Having rules and boundaries within any ethically non-monogamous relationship that you both follow are essential ingredients if your relationship is going to be a success. An open relationship is no different, and before either of you even start seeking out other people to play with, you need to be clear on what is and is not OK within your relationship.
- It may be that you start off with safe sex and work from there, or discuss what type of sex you are happy to engage in with others or not.
- How often will you play?
- Will it only be in clubs, or will you meet people online?
My Partner Wants An Open Relationship- Help!
If you are reading this because it’s your partner and not you, who wants an open relationship, then don’t worry; I’m here to help you too. Yes, I may write about open relationships and coach people on how to have them successfully, but I have also been on the receiving end of having that conversation, so I know how it feels and what thoughts are probably racing through your mind.
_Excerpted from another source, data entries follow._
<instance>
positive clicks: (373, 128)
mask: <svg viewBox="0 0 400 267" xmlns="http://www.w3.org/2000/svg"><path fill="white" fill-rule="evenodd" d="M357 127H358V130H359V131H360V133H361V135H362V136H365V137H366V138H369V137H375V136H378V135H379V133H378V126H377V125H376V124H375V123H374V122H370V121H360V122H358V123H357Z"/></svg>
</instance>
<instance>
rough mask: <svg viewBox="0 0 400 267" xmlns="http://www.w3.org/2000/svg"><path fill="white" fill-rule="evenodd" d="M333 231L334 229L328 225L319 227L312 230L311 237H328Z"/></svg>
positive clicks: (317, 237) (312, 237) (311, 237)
It can be really easy to fall into the trap of believing that the reason your partner wants an open relationship is that you are not good enough, that you don’t satisfy your partner, or that they want to leave you. I certainly did when I heard that my partner wanted an open relationship, and the first thing I did was cling onto them and then blame myself for not being enough. The second thing I did, and again, I’m sure so many of you have experienced this, was to feel hostile to the point of defensive. I was not welcome to the thought of my relationship being opened up and was highly protective over it.
I now realise that all I was doing was responding naturally to a situation that I had never encountered before, one that I concluded was a threat to my relationship. Therefore, in my mind, I needed to fight it off. I’m sure you are thinking, well what happened, to go from there to here? The first thing I did was educate myself about why we human beings may want an open relationship, and I listened to my partner and his reasons. He has no intention of replacing me or becoming emotionally involved with anyone else.
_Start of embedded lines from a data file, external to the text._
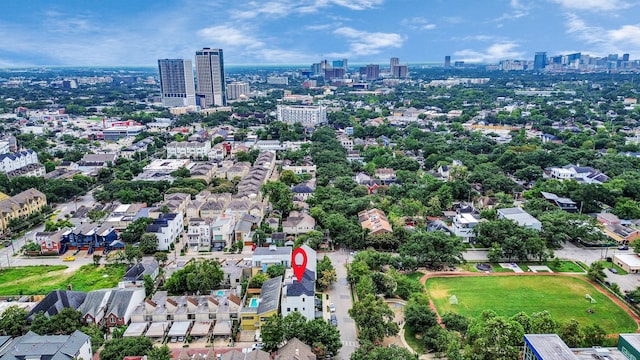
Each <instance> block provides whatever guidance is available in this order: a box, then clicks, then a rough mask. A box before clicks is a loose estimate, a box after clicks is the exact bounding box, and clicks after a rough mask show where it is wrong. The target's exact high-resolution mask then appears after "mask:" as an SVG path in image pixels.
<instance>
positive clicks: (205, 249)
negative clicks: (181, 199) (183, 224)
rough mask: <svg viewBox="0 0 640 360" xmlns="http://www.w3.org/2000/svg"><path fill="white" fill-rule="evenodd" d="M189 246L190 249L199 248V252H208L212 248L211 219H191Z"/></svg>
mask: <svg viewBox="0 0 640 360" xmlns="http://www.w3.org/2000/svg"><path fill="white" fill-rule="evenodd" d="M187 244H189V247H197V248H198V249H199V250H201V249H204V250H208V249H209V248H210V247H211V219H207V220H205V219H201V218H191V219H189V230H188V231H187Z"/></svg>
He wasn’t looking to sneak around. And I realised that if he wanted to cheat on me or be deceitful, he would have done so. He came to me and explained that he wanted to experience sexual scenarios with other people; some of which I couldn’t provide for him because I was a woman. This actually meant it wasn’t as make or break as I first imagined it would be. And yes, he did have sex with other women too, but again, I found that after we had discussed what that was going to be like, i.e. not in our home and always with protection, then I was OK with it, and sometimes we would talk about what he had experienced over dinner.
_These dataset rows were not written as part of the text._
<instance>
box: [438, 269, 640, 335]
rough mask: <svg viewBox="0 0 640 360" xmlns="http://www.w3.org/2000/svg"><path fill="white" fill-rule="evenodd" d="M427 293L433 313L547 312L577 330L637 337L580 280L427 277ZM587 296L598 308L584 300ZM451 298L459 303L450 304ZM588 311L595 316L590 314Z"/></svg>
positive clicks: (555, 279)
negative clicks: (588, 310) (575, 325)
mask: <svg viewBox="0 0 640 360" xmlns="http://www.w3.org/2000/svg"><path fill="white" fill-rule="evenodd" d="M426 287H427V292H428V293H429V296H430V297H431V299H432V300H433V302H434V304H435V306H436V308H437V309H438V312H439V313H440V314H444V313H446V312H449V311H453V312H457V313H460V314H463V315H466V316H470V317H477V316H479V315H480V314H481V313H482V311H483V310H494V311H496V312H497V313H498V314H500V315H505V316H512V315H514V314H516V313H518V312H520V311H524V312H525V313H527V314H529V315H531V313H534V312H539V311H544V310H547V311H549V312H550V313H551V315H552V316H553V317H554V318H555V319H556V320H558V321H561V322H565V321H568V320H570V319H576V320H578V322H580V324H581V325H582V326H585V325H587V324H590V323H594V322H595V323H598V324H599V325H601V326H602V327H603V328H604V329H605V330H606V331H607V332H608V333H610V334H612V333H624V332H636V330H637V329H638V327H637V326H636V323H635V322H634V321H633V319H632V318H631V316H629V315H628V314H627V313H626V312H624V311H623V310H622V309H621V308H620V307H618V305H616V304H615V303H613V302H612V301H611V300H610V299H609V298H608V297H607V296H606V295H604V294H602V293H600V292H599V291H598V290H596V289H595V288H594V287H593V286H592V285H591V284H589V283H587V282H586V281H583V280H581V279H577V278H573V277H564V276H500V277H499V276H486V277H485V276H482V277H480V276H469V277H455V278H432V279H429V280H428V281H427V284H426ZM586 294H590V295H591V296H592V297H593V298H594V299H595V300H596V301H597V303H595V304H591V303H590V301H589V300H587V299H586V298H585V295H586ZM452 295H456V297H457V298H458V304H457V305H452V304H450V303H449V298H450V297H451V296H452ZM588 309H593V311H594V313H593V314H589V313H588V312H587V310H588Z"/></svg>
Your partner having an open relationship does not spell the end of life as you know it; the fact that they are having the conversation with you in the first place is an encouraging step. They want to preserve what you have rather than be deceitful; by talking to you in the first place, they demonstrate that they want to be open, honest, and realistic. Having an honest conversation allows for you to layout your fears and concerns for them to see so that you can both find a solution that benefits your relationship.
You may not want to have the conversation, and it may be uncomfortable. However, for you to both achieve what you want in your relationship, you should demonstrate to them that you are listening to what they are saying and are willing to work with them and make a relationship that you both are happy with.
Put yourself in the shoes of your partner, and try to imagine how much courage it must have taken for them to have the conversation with you in the first place. If they are met from the offset of that conversation with hostility, then chances are the next time they want to open up to you about sex or intimacy, they may be reluctant to do so. Showing compassion may not come easily if the words ‘open relationship‘ shock you, but to progress forward, demonstrating that you are compassionate towards one another is a great first step.